The advent of global industrialization has brought about critical environmental challenges with pollution being a significant concern. While industrialization has contributed significantly to economic development, technological advancements, and improved living standards for human being, but simultaneously, it has also led to adverse environmental impacts particularly in the context of pollution of the environment [1]. Environmental pollution refers to the degradation of the natural environment because of the introduction of pollutants. There are several types of environmental pollution including air pollution, water pollution, and soil pollution [2,3,4,5]. Pollutants encompass substances that, while sometimes naturally occurring, are deemed contaminants when surpassing natural levels. Pollutants can be categorized into biodegradable and nonbiodegradable types. Biodegradable pollutants, like phosphates and organic waste, can be broken down by living organisms. In contrast, nonbiodegradable pollutants, such as plastics, metals, pesticides, glass, and radioactive isotopes, resist decomposition by living organisms, persisting in the ecosphere for extended periods [6].

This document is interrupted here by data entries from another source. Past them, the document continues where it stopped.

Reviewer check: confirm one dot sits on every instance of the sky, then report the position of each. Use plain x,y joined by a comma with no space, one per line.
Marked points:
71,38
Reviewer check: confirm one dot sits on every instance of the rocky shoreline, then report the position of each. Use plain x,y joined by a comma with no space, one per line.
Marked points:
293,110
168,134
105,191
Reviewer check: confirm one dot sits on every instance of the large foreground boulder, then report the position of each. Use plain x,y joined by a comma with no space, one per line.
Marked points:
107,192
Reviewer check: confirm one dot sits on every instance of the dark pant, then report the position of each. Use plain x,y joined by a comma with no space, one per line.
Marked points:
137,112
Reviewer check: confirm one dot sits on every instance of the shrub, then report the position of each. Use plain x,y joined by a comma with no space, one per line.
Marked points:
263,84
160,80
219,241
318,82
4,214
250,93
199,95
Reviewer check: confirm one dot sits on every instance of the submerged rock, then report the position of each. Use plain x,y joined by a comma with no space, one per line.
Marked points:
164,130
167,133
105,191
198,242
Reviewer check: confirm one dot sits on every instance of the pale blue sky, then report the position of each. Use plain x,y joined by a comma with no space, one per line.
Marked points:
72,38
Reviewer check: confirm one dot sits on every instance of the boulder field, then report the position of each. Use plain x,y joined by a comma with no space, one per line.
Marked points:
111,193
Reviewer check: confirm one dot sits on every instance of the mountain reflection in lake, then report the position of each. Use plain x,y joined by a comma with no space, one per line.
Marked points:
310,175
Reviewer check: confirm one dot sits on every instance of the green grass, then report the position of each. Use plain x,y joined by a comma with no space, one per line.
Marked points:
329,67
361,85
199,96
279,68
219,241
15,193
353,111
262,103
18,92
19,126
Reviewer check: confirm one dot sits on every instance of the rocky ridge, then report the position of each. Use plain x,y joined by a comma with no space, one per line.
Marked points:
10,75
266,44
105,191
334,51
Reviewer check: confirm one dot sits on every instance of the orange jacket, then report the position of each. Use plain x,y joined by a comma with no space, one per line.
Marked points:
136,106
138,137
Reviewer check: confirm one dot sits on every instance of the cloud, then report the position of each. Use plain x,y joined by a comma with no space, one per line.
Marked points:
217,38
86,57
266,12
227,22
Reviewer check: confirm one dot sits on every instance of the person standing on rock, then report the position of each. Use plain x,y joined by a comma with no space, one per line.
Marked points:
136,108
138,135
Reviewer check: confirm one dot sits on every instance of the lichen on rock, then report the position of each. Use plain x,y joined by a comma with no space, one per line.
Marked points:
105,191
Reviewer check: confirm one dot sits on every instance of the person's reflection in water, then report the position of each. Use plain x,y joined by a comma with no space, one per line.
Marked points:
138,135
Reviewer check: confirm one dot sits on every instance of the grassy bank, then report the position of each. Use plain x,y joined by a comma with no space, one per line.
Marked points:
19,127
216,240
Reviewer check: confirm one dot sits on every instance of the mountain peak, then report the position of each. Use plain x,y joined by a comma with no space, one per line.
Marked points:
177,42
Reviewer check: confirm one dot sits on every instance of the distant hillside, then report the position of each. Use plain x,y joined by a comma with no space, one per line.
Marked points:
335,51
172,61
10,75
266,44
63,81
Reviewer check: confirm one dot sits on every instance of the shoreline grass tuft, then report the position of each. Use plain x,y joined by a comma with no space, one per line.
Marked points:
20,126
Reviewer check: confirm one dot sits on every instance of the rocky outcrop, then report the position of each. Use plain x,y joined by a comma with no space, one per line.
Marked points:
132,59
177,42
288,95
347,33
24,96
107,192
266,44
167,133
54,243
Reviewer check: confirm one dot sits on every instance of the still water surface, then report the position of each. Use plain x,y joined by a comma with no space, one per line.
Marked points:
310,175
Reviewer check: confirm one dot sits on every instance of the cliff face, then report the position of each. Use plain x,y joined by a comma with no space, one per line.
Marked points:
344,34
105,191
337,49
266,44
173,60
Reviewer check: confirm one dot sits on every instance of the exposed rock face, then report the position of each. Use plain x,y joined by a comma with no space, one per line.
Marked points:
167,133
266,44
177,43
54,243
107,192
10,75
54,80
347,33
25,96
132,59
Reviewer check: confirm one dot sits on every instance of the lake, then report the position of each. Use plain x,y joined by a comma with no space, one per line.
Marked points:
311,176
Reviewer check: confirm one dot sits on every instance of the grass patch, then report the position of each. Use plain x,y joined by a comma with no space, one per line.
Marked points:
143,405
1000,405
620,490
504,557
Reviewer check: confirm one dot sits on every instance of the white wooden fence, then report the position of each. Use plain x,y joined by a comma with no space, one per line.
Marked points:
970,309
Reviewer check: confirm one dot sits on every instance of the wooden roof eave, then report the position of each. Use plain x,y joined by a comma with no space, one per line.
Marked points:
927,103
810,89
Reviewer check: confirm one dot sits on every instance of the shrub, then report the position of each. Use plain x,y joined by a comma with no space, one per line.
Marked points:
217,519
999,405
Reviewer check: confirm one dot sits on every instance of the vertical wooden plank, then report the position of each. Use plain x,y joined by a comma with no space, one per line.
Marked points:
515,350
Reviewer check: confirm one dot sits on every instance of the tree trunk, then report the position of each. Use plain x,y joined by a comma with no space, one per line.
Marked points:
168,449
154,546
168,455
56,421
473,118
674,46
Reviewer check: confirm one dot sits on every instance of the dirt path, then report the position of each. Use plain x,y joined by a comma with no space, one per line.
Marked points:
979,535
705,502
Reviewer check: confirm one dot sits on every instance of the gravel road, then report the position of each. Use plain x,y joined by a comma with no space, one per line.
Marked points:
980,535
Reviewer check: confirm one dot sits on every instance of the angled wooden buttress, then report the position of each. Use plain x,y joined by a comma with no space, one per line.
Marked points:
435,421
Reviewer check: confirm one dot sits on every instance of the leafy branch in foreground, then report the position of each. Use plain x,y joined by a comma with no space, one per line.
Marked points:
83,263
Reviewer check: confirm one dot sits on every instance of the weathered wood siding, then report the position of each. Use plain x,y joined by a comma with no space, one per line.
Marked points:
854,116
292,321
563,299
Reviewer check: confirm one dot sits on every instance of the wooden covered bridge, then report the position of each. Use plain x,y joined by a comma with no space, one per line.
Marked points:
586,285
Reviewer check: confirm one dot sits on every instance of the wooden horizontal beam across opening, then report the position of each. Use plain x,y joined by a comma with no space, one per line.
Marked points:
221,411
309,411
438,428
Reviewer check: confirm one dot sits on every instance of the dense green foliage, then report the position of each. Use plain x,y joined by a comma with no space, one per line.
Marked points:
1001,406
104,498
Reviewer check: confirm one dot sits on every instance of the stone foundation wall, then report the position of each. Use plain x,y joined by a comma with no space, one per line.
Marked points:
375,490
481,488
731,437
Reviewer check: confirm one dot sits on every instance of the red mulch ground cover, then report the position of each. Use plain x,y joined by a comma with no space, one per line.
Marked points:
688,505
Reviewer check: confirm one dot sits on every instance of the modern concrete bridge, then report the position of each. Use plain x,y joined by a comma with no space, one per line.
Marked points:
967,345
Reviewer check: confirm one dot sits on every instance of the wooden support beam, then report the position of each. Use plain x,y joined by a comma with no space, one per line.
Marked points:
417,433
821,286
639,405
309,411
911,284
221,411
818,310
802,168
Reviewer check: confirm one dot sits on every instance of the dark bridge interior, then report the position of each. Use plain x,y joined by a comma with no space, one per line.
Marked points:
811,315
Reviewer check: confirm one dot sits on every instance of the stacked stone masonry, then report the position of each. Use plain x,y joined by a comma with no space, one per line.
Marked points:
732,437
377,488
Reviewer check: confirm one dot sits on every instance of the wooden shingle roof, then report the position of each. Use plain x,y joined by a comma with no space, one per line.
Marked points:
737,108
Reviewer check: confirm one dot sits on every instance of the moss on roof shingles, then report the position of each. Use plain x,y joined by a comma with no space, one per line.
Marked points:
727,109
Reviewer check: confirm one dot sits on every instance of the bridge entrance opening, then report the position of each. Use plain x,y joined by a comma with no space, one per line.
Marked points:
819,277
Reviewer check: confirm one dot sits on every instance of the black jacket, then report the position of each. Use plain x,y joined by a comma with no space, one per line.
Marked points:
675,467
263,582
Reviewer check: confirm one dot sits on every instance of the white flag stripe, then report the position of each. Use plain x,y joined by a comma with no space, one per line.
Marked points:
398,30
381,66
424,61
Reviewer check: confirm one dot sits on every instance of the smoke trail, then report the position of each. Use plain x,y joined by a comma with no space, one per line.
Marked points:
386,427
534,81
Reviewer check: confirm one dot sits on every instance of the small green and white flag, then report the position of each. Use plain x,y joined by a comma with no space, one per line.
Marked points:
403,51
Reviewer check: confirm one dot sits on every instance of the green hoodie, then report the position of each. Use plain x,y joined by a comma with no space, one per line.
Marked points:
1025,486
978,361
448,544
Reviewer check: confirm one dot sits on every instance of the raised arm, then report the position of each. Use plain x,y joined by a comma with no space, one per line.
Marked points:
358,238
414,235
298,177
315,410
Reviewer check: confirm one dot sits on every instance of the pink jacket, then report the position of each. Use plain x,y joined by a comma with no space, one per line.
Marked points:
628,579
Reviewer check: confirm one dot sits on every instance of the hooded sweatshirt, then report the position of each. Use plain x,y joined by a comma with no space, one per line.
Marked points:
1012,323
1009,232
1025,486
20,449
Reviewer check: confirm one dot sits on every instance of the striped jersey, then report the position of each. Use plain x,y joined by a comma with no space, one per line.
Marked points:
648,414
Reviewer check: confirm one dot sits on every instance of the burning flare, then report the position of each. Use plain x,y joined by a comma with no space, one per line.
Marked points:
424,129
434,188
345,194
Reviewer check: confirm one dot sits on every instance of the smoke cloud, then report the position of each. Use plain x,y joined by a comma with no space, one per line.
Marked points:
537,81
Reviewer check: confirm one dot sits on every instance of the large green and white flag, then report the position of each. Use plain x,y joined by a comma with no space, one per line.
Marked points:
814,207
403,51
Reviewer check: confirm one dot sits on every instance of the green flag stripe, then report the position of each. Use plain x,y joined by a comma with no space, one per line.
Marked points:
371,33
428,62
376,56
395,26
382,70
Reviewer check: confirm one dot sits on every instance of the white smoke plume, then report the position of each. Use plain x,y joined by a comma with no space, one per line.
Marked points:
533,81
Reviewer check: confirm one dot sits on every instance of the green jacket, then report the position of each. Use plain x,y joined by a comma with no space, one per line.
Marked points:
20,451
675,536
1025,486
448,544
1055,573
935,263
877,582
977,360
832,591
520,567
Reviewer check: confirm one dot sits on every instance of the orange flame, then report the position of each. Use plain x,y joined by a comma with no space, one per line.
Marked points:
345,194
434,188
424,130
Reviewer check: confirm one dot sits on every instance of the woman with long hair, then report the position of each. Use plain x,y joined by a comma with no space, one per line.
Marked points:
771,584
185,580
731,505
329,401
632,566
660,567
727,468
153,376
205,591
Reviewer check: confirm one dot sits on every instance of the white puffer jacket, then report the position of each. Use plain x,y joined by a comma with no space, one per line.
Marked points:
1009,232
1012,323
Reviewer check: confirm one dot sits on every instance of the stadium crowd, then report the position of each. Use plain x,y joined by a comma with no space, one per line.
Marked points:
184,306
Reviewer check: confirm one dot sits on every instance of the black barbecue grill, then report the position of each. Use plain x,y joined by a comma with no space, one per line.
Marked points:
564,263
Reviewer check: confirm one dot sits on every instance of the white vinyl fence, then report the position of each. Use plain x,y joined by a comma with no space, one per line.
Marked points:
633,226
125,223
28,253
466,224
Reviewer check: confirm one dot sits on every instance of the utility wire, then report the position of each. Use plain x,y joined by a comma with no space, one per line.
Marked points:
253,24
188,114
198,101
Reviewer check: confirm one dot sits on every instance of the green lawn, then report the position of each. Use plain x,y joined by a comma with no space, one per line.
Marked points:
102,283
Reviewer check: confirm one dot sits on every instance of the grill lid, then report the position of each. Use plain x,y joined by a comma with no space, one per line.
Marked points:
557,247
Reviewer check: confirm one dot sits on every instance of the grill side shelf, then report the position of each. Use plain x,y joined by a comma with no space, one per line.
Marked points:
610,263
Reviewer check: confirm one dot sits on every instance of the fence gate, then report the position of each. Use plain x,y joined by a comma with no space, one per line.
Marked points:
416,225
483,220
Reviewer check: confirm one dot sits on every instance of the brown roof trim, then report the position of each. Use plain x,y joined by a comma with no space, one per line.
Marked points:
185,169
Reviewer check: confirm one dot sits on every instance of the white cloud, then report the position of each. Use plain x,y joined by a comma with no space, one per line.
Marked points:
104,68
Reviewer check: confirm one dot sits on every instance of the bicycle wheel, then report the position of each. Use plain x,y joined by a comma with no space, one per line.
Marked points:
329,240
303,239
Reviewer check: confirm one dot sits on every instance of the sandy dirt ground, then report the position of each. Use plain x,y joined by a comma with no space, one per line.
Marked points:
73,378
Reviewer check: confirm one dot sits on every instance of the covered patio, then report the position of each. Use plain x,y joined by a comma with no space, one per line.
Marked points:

Environmental pollution, a ubiquitous and pressing issue, casts a looming shadow over the planet, threatening the delicate balance of ecosystems and endangering the health of both flora and fauna, including humans. From air and water pollution to soil contamination, the consequences of human activities on the environment are manifold and far-reaching [7]. The call for India to prioritize environmental protection amid its rich biodiversity and stark socio-economic disparities has never been more urgent. Joutey et al. and Rabani et al. [8, 9] underscore the critical need for India to balance economic development with environmental conservation. The government of India has taken major steps to prevent pollution in our country (Table 1). Addressing environmental pollution requires a combination of regulations, technological advancements, public awareness, and sustainable practices to minimize and mitigate the impact of pollutants on the planet. Numerous laws have been enacted to tackle the escalating pollution levels and set emission standards [10]. These legislative measures represent crucial milestones in India’s environmental stewardship journey.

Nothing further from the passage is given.